It seems that the first US patent for an internal-combustion powered ‘Pogo' stick was issued to inventor R.J. Mays back in 1950.

The jumping machine was intended to run on gasoline, and, according its creator was "…highly efficient and amusing in operation." It's not altogether clear whether May's power-stick ever went into production, but a similar(ish) device, which was granted a US patent ten years later, did. According its inventor Mr. G. Spitzmesser, the stick – known commercially as ‘The Hop Rod' was "…extremely safe and harmless and of tremendous entertainment value." Edwin Spitzmesser, son of the late inventor, gives details of its R&D here (courtesy: bpmlegal.com )

"I would test it each time he tinkered with it. It ran on butane, but really jumped high when we once used a mixture of acetylene and oxygen! He used a model ‘A' Ford spark coil which delivered quite a few volts to the unprotected spark plug – as I once found out when my zipper came in contact with it briefly. I haven't had a thrill like that since!"

Sadly, the high-jumping ‘Hop Rod' was eventually withdrawn from commercial production due to safety concerns.

Nonetheless, despite possible doubts regarding safety issues, research and development of other alternatives for powered-pogo-sticks has not stopped – work has progressed at at least three universities.

University of California, Berkeley, USThe Pogomatic

"…a simple and rugged device […] in the form of a power assisted pogo stick, which is capable of maintaining a constant bounce height of several inches, without requiring any jumping effort by the user."

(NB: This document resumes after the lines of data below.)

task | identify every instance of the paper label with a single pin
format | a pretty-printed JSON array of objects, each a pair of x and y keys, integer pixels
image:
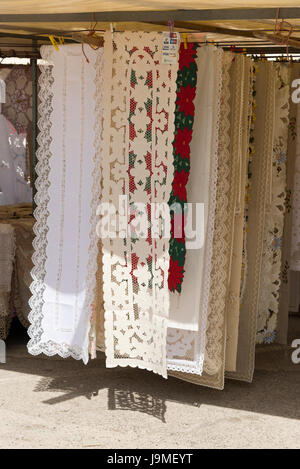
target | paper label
[{"x": 170, "y": 47}]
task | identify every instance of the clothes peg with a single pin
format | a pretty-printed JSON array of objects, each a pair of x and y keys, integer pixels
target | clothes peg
[
  {"x": 112, "y": 31},
  {"x": 54, "y": 43},
  {"x": 171, "y": 25}
]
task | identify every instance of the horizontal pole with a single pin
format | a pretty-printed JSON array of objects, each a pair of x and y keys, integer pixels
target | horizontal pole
[{"x": 160, "y": 15}]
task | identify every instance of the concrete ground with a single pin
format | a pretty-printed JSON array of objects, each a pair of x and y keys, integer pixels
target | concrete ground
[{"x": 55, "y": 403}]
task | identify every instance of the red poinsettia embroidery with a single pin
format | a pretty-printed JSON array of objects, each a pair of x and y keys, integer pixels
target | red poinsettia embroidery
[
  {"x": 179, "y": 183},
  {"x": 182, "y": 142},
  {"x": 185, "y": 100},
  {"x": 175, "y": 275},
  {"x": 186, "y": 56}
]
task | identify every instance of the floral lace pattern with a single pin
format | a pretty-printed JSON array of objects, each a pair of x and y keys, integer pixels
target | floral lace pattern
[
  {"x": 139, "y": 104},
  {"x": 274, "y": 217},
  {"x": 60, "y": 163},
  {"x": 184, "y": 119}
]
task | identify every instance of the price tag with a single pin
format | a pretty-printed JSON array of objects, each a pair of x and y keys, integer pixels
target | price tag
[{"x": 170, "y": 47}]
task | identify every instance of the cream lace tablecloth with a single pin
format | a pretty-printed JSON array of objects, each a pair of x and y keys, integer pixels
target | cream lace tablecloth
[
  {"x": 15, "y": 296},
  {"x": 7, "y": 252}
]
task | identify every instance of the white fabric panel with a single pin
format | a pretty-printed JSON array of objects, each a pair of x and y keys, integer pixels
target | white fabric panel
[{"x": 65, "y": 255}]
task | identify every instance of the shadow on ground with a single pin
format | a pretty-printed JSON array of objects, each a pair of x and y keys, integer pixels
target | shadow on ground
[{"x": 274, "y": 391}]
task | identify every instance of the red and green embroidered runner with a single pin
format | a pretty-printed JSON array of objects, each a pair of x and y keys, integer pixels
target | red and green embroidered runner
[{"x": 184, "y": 119}]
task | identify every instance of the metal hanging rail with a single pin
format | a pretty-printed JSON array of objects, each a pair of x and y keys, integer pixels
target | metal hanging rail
[{"x": 156, "y": 15}]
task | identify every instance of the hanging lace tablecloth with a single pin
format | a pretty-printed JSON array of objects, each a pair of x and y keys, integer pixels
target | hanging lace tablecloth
[
  {"x": 137, "y": 160},
  {"x": 7, "y": 254},
  {"x": 188, "y": 311},
  {"x": 68, "y": 190},
  {"x": 295, "y": 240},
  {"x": 270, "y": 277}
]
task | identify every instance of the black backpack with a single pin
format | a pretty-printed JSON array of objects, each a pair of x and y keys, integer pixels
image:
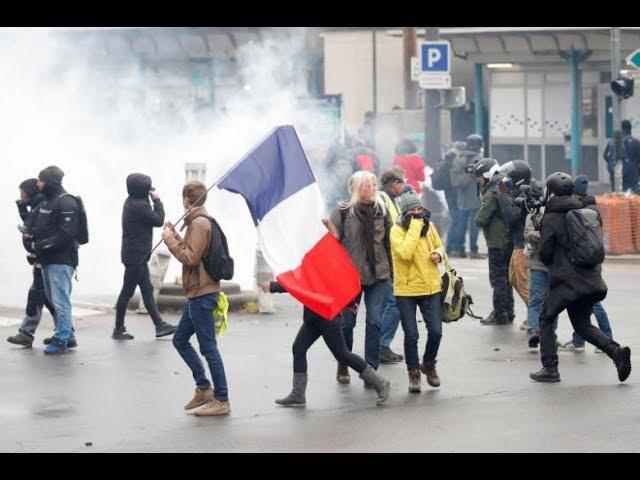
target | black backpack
[
  {"x": 217, "y": 262},
  {"x": 585, "y": 234},
  {"x": 83, "y": 228}
]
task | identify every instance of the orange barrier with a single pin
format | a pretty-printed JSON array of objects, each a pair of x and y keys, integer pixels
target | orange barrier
[{"x": 620, "y": 222}]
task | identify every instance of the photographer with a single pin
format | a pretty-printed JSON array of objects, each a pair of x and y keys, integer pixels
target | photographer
[
  {"x": 513, "y": 175},
  {"x": 28, "y": 206},
  {"x": 463, "y": 179}
]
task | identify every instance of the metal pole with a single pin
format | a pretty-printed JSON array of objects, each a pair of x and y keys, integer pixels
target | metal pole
[
  {"x": 479, "y": 102},
  {"x": 375, "y": 79},
  {"x": 410, "y": 49},
  {"x": 432, "y": 147},
  {"x": 576, "y": 129},
  {"x": 615, "y": 71}
]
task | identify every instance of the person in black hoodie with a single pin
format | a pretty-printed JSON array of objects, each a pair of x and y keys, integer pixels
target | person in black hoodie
[
  {"x": 55, "y": 242},
  {"x": 574, "y": 288},
  {"x": 138, "y": 220},
  {"x": 28, "y": 204}
]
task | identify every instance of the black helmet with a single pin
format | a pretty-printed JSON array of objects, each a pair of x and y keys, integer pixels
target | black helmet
[
  {"x": 486, "y": 168},
  {"x": 518, "y": 171},
  {"x": 475, "y": 142},
  {"x": 559, "y": 184}
]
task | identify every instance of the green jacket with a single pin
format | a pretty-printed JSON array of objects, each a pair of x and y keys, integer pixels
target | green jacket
[{"x": 491, "y": 220}]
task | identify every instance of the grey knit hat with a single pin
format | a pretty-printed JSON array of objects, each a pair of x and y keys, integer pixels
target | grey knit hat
[{"x": 409, "y": 200}]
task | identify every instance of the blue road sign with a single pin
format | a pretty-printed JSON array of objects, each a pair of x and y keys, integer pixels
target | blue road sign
[{"x": 435, "y": 57}]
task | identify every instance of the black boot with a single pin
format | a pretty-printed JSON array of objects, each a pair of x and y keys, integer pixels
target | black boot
[
  {"x": 622, "y": 359},
  {"x": 546, "y": 375},
  {"x": 296, "y": 398}
]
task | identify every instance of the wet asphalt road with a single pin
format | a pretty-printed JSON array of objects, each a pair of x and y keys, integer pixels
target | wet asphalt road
[{"x": 129, "y": 396}]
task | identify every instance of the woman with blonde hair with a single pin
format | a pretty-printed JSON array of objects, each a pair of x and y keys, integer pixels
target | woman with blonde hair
[{"x": 363, "y": 229}]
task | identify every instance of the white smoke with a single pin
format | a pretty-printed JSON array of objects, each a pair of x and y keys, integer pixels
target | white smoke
[{"x": 56, "y": 108}]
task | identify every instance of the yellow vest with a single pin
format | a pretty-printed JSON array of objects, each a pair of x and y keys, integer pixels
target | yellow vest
[{"x": 414, "y": 273}]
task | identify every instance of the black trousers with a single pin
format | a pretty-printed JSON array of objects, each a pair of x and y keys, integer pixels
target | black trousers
[
  {"x": 499, "y": 280},
  {"x": 580, "y": 316},
  {"x": 134, "y": 276},
  {"x": 314, "y": 327}
]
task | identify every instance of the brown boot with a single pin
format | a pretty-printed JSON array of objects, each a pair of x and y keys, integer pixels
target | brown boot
[
  {"x": 214, "y": 408},
  {"x": 201, "y": 397},
  {"x": 429, "y": 369},
  {"x": 343, "y": 374},
  {"x": 414, "y": 381}
]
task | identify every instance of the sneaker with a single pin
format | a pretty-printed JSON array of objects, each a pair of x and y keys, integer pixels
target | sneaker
[
  {"x": 20, "y": 339},
  {"x": 121, "y": 334},
  {"x": 165, "y": 329},
  {"x": 622, "y": 359},
  {"x": 533, "y": 340},
  {"x": 570, "y": 347},
  {"x": 389, "y": 356},
  {"x": 214, "y": 408},
  {"x": 56, "y": 347},
  {"x": 546, "y": 375}
]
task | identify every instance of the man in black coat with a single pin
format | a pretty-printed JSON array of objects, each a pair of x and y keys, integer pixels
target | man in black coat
[
  {"x": 138, "y": 220},
  {"x": 571, "y": 287},
  {"x": 28, "y": 205}
]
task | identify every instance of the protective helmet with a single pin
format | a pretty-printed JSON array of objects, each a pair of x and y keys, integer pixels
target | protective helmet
[
  {"x": 518, "y": 171},
  {"x": 486, "y": 168},
  {"x": 475, "y": 142},
  {"x": 559, "y": 184}
]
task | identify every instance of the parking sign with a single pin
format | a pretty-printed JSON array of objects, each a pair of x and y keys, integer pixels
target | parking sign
[{"x": 435, "y": 57}]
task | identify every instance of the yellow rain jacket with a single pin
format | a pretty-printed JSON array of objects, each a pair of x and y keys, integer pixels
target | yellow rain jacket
[{"x": 414, "y": 274}]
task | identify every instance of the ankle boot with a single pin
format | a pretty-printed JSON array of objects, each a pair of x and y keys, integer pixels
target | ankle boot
[
  {"x": 381, "y": 385},
  {"x": 296, "y": 398}
]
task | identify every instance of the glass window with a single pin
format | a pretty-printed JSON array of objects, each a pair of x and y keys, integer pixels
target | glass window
[{"x": 506, "y": 153}]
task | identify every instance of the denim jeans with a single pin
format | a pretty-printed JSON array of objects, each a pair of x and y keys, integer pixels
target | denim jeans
[
  {"x": 197, "y": 318},
  {"x": 57, "y": 288},
  {"x": 390, "y": 320},
  {"x": 603, "y": 324},
  {"x": 374, "y": 299},
  {"x": 431, "y": 308}
]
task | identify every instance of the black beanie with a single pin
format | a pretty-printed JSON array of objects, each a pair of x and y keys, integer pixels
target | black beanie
[
  {"x": 51, "y": 175},
  {"x": 30, "y": 187}
]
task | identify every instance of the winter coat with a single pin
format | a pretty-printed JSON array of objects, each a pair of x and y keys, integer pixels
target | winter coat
[
  {"x": 414, "y": 274},
  {"x": 491, "y": 219},
  {"x": 56, "y": 228},
  {"x": 351, "y": 236},
  {"x": 190, "y": 251},
  {"x": 568, "y": 283},
  {"x": 413, "y": 167},
  {"x": 465, "y": 182},
  {"x": 514, "y": 217},
  {"x": 138, "y": 220}
]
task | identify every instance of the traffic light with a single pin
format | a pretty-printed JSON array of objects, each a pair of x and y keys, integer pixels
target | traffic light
[{"x": 623, "y": 87}]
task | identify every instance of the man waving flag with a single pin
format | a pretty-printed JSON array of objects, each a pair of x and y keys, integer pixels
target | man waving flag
[{"x": 286, "y": 205}]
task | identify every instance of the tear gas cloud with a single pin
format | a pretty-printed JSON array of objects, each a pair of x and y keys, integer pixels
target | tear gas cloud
[{"x": 57, "y": 106}]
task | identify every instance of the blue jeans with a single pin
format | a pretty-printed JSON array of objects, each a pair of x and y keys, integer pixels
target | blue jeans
[
  {"x": 431, "y": 308},
  {"x": 197, "y": 318},
  {"x": 603, "y": 324},
  {"x": 390, "y": 320},
  {"x": 375, "y": 296},
  {"x": 57, "y": 288}
]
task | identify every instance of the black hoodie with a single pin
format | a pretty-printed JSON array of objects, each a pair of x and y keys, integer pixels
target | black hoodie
[
  {"x": 568, "y": 283},
  {"x": 138, "y": 220}
]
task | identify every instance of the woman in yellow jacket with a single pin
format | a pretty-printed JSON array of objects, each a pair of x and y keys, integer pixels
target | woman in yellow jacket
[{"x": 416, "y": 251}]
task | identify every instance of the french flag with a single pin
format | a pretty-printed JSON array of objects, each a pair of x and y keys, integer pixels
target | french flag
[{"x": 286, "y": 205}]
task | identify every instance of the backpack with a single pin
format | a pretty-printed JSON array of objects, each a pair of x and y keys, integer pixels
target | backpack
[
  {"x": 585, "y": 236},
  {"x": 217, "y": 262},
  {"x": 441, "y": 176},
  {"x": 83, "y": 227},
  {"x": 456, "y": 302}
]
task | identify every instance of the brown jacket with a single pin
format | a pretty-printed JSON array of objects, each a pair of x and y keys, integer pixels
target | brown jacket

Carnegie Mellon University, USThe Bowgo

"…a new kind of pogo stick that bounces higher, farther and more efficiently than conventional devices."

Université de Sherbrooke, Canada – PSEUS project (Pogo-Stick Extreme of the University of Sherbrooke)

"…we have built a powerful device which allow [sic] us to archive [sic] the initial idea: a higher leap of around 8 ft of [sic] the ground."